Perspective

Le «suicide » suspect de John Barnett, lanceur d’alerte chez Boeing

On a déclaré que la mort du lanceur d’alerte de Boeing John «Mitch» Barnett, ancien employé de l’entreprise aérospatiale âgé de 62 ans, était un suicide deux jours après qu’il a été retrouvé mort dans un camion garé dans le hall d’un hôtel. Il y a de nombreuses raisons de mettre en doute cette version des faits.

À ce moment-là, Barnett était en pleine déposition à Charleston (Caroline du Sud) où il témoignait dans le cadre d’une action civile qu’il menait contre Boeing. Barnett a travaillé pour Boeing en tant que responsable de la qualité pendant la majeure partie de ses 32 années de carrière, au cours desquelles il a soulevé de nombreuses et sérieuses questions sur la sécurité de l’avion commercial de Boeing 787 Dreamliner. Dans ce procès, Boeing est accusé de l’avoir harcelé au travail, d’avoir bloqué toute promotion et de l’avoir finalement forcé à quitter l’entreprise dix ans avant la date prévue de son départ en retraite.
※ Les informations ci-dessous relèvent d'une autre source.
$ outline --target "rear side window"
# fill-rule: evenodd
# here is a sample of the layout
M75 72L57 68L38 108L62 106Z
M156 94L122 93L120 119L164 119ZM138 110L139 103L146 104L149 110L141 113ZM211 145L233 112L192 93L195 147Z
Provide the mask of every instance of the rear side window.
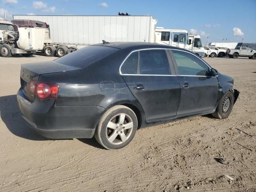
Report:
M106 46L90 46L57 59L54 61L63 65L84 68L119 50Z
M138 52L134 52L125 60L122 68L122 73L137 74L138 61Z
M179 75L209 75L208 66L196 56L183 51L173 50L172 52L177 63Z
M121 71L122 74L126 74L170 75L171 74L166 50L161 49L134 52L124 63Z

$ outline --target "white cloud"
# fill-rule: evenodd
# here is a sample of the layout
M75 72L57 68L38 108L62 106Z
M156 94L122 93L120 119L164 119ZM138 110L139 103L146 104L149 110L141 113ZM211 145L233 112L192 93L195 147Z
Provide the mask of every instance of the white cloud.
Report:
M10 5L11 4L16 4L18 3L18 0L2 0L2 1L5 5Z
M56 10L56 8L54 6L48 8L47 4L42 1L34 1L33 2L33 7L37 10L49 13L53 13Z
M234 32L234 35L237 35L238 36L244 36L244 32L242 31L242 30L237 27L234 27L233 29L233 32Z
M192 34L193 35L196 35L198 33L197 30L196 29L190 29L190 33L191 34Z
M99 4L99 5L101 7L108 7L108 4L107 4L107 3L106 3L105 2L103 2L103 3L100 3Z

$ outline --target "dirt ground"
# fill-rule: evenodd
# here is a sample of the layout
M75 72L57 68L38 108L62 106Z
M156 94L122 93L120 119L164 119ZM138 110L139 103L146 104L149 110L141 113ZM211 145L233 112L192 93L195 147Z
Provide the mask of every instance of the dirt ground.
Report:
M240 92L228 119L142 129L126 147L108 150L94 138L48 139L23 122L20 64L54 58L0 57L0 191L256 191L256 137L249 135L256 135L256 60L204 59Z

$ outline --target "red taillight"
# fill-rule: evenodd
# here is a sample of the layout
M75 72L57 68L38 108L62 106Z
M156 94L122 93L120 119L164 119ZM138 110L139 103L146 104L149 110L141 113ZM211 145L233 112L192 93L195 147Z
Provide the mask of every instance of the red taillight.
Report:
M29 85L30 91L41 99L56 99L58 89L59 85L56 83L32 81Z

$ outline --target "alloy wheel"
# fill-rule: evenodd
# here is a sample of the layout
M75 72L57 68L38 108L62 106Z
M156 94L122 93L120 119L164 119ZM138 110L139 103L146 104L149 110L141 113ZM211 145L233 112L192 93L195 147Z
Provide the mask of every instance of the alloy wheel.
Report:
M129 138L133 129L133 122L131 117L121 113L114 116L108 123L106 136L111 144L119 145Z
M1 52L2 54L4 56L6 56L8 55L8 50L6 47L2 47Z
M231 106L232 100L231 98L228 96L225 98L222 102L221 111L222 114L226 114L228 112Z

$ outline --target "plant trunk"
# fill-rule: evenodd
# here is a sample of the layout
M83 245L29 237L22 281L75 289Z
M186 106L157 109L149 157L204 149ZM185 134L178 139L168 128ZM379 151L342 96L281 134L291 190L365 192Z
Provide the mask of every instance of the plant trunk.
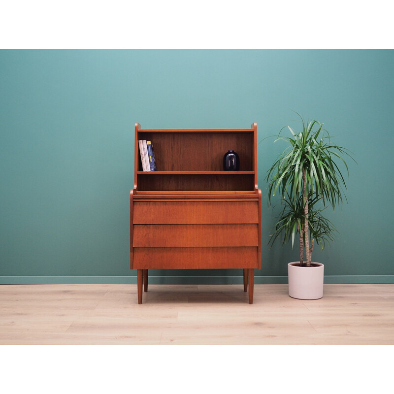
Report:
M306 266L311 266L311 250L309 248L309 225L308 223L309 211L308 209L308 189L306 187L306 174L304 168L302 168L302 179L304 181L304 214L305 222L304 224L304 235L305 236L305 252L306 258Z
M299 234L299 265L304 265L304 234L302 230L299 228L299 226L297 224Z

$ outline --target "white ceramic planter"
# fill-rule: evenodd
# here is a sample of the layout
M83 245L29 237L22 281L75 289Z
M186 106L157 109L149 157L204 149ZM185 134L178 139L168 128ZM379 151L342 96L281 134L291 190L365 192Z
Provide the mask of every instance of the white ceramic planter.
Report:
M317 267L297 267L292 262L288 264L289 295L299 299L318 299L323 296L324 265L312 262Z

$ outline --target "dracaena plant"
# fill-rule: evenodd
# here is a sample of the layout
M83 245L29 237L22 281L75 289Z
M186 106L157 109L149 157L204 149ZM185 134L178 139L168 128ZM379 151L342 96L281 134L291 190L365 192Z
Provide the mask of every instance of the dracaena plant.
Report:
M351 156L347 149L332 143L323 123L316 120L305 123L297 114L302 121L302 131L296 132L288 126L291 136L285 137L281 133L286 128L281 130L275 142L284 140L289 146L267 171L268 205L277 194L284 205L270 242L284 233L283 242L291 239L293 245L298 233L300 264L305 265L305 250L306 265L310 266L314 242L323 248L333 239L336 230L322 212L328 206L334 209L346 200L345 180L336 162L343 163L348 174L343 156Z

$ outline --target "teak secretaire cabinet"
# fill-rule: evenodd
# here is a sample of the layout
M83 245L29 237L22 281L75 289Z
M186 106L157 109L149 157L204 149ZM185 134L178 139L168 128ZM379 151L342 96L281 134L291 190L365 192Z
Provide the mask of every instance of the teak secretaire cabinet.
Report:
M138 302L150 269L241 268L253 301L261 267L257 125L251 129L142 129L135 124L130 193L130 262ZM157 171L144 172L138 140L152 141ZM223 171L229 150L238 171Z

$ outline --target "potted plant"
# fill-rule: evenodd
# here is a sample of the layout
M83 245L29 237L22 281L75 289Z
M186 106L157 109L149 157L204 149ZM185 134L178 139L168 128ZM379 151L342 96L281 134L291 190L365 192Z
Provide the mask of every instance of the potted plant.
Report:
M270 241L284 234L283 243L299 237L299 261L288 264L289 294L294 298L316 299L323 296L324 265L312 262L314 243L324 247L333 239L336 231L323 212L328 207L333 209L343 202L345 180L336 163L342 162L349 173L343 156L351 158L346 149L331 142L323 123L304 122L298 133L290 126L291 136L281 135L289 146L267 171L268 205L271 197L279 194L284 208ZM304 253L305 252L305 259Z

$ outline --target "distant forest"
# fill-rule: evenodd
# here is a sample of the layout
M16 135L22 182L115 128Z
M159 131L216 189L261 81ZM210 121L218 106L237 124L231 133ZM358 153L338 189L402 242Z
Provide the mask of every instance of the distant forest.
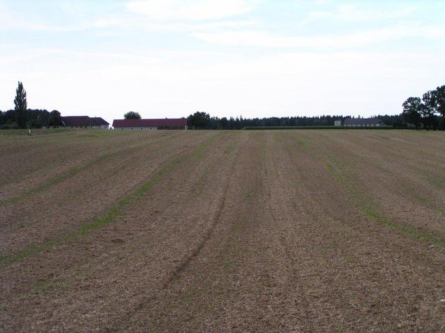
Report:
M409 126L400 115L378 115L385 125L394 128L407 128ZM188 118L190 128L201 130L241 130L245 127L333 126L336 120L353 118L350 116L271 117L269 118L218 118L205 112L195 112Z
M0 110L0 128L41 128L63 125L60 112L57 110L27 108L26 92L21 82L16 90L14 103L14 110ZM421 99L410 97L403 103L403 108L400 114L379 114L375 118L393 128L445 130L445 85L426 92ZM344 121L346 118L354 117L339 115L248 119L240 116L227 119L197 112L188 117L187 122L191 129L241 130L245 127L333 126L336 120Z
M49 112L47 110L26 109L24 126L18 125L16 114L17 111L15 110L5 112L0 110L0 128L15 129L27 128L28 126L31 128L42 128L63 126L60 112L56 110Z

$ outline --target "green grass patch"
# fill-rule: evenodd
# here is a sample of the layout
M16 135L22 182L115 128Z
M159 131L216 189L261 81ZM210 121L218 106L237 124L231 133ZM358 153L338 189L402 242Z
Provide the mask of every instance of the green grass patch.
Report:
M429 178L428 182L430 182L430 184L433 185L435 187L437 187L437 189L445 189L445 180L442 180L442 179L438 178Z
M79 238L83 234L109 224L116 217L122 215L124 208L130 203L149 193L153 187L160 182L165 175L175 169L179 164L187 158L192 157L203 152L218 135L219 134L213 135L209 140L202 143L191 153L175 157L163 168L159 170L148 181L141 185L132 194L125 196L119 200L108 208L103 216L95 219L91 223L82 224L77 230L65 234L58 239L52 239L42 244L32 245L27 249L10 256L3 255L0 257L0 268L19 262L26 257L32 257L38 253L49 250L52 247Z
M154 142L150 142L150 144L159 144L161 142L163 142L171 138L172 137L164 137L159 140L156 140ZM24 199L26 198L32 197L35 194L43 192L45 190L47 190L48 188L51 187L51 186L58 184L59 182L61 182L63 180L65 180L67 179L71 178L72 177L74 177L79 172L86 170L94 165L98 164L104 161L110 160L113 157L118 156L124 153L131 153L131 152L138 151L138 150L143 149L143 148L146 147L147 145L147 144L144 144L139 146L136 146L135 147L130 148L127 150L119 151L114 153L111 153L109 154L104 154L91 160L90 161L88 162L87 163L86 163L82 166L73 166L65 173L63 173L59 176L56 176L49 179L49 180L43 182L42 184L38 186L36 186L35 187L24 191L19 196L0 200L0 207L9 205L9 204L20 203L23 201Z

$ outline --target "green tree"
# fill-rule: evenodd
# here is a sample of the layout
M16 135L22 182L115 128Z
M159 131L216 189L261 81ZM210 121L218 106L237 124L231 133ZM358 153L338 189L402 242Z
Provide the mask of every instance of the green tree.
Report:
M425 128L431 129L436 127L435 105L433 96L433 92L427 92L423 94L422 97L423 103L419 106L419 111Z
M60 126L62 125L60 112L56 110L53 110L48 115L48 126Z
M130 111L129 112L127 112L125 114L124 114L124 117L126 119L140 119L140 114L139 114L139 113L138 112Z
M419 128L421 123L421 109L424 105L419 97L410 97L403 103L402 115L405 121Z
M431 92L431 101L436 112L445 117L445 85Z
M14 110L17 126L20 128L25 128L28 120L28 103L26 103L26 92L23 88L23 83L21 82L19 82L19 86L15 90L14 105L15 105Z
M187 125L190 128L206 130L210 128L210 115L206 112L195 112L187 118Z

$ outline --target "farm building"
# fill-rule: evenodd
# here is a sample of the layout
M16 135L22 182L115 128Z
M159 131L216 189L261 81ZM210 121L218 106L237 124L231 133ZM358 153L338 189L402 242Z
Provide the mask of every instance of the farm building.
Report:
M90 118L88 116L63 117L65 127L72 128L104 128L108 129L109 123L100 117Z
M343 126L365 127L365 126L385 126L383 121L377 118L348 118L344 120Z
M115 119L113 121L115 130L186 130L186 118L164 119Z

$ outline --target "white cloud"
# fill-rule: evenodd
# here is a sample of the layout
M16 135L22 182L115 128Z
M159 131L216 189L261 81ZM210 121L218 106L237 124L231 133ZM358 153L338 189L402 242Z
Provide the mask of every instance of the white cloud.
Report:
M248 0L136 0L127 4L133 12L159 20L211 20L245 14L254 8Z
M302 24L321 20L335 20L343 22L389 20L405 17L416 10L416 8L412 6L400 9L370 10L360 9L356 6L342 5L332 11L315 10L310 12L302 22Z
M284 37L264 31L196 33L193 35L207 42L226 46L270 48L348 48L372 45L407 37L445 37L444 26L395 26L338 35Z

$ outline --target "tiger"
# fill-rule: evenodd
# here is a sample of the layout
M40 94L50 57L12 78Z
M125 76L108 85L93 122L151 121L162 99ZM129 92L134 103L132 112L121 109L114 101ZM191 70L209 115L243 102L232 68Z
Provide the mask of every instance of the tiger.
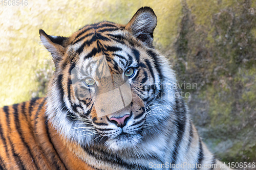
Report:
M55 71L45 97L0 110L0 169L229 169L199 137L157 17L104 21L70 37L39 30Z

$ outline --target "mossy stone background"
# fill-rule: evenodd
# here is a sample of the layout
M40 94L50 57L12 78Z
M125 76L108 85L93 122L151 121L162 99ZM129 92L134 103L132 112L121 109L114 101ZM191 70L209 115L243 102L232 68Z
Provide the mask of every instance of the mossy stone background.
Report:
M154 44L189 94L203 140L227 162L256 162L256 0L27 2L0 4L0 106L45 94L54 66L39 29L68 36L104 20L127 23L150 6Z

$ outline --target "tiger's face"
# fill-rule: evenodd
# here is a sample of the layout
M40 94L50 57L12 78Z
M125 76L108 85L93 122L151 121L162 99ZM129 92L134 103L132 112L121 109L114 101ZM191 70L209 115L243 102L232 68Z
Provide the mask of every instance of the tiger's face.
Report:
M175 78L153 47L156 23L154 12L144 7L126 26L101 22L68 38L40 31L56 66L47 115L62 134L81 144L119 150L164 127ZM170 89L163 89L167 84ZM167 102L169 107L157 109Z

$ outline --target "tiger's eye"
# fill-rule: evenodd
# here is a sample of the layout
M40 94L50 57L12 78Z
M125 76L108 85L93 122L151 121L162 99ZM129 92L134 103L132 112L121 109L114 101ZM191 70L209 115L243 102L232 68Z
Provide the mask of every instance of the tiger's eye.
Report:
M95 83L95 81L91 78L88 78L83 80L84 83L88 86L92 86Z
M128 77L131 77L133 75L134 72L134 69L133 68L128 68L124 72L124 75Z

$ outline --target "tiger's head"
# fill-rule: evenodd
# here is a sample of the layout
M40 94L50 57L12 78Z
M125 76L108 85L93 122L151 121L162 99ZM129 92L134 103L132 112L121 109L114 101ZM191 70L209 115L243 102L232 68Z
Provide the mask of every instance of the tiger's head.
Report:
M176 82L153 46L157 17L140 8L126 25L87 25L69 37L39 31L55 71L46 116L82 145L121 150L164 130L175 109Z

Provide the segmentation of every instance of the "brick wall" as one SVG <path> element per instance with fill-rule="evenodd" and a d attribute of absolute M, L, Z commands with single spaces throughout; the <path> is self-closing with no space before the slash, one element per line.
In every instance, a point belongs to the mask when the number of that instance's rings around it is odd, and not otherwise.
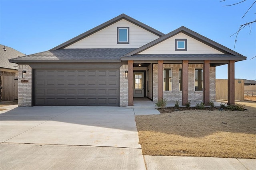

John Barnett dans le documentaire Netflix de 2022 «Downfall: The Case Against Boeing». [Photo: Netflix]

Barnett a effectué deux jours de déposition les 7 et 8 mars et, selon ses avocats Rob Turkewitz et Brian Knowles, il était fatigué mais déterminé à faire sa troisième et dernière journée de déposition. Lorsqu’il n’est pas apparu au tribunal le 9 mars et qu’il n’a pas répondu à leurs appels téléphoniques, les avocats de Barnett ont appelé l’hôtel où il séjournait pour vérifier son état. Les employés de l’hôtel ont trouvé Barnett mort d’une blessure par balle à la tête.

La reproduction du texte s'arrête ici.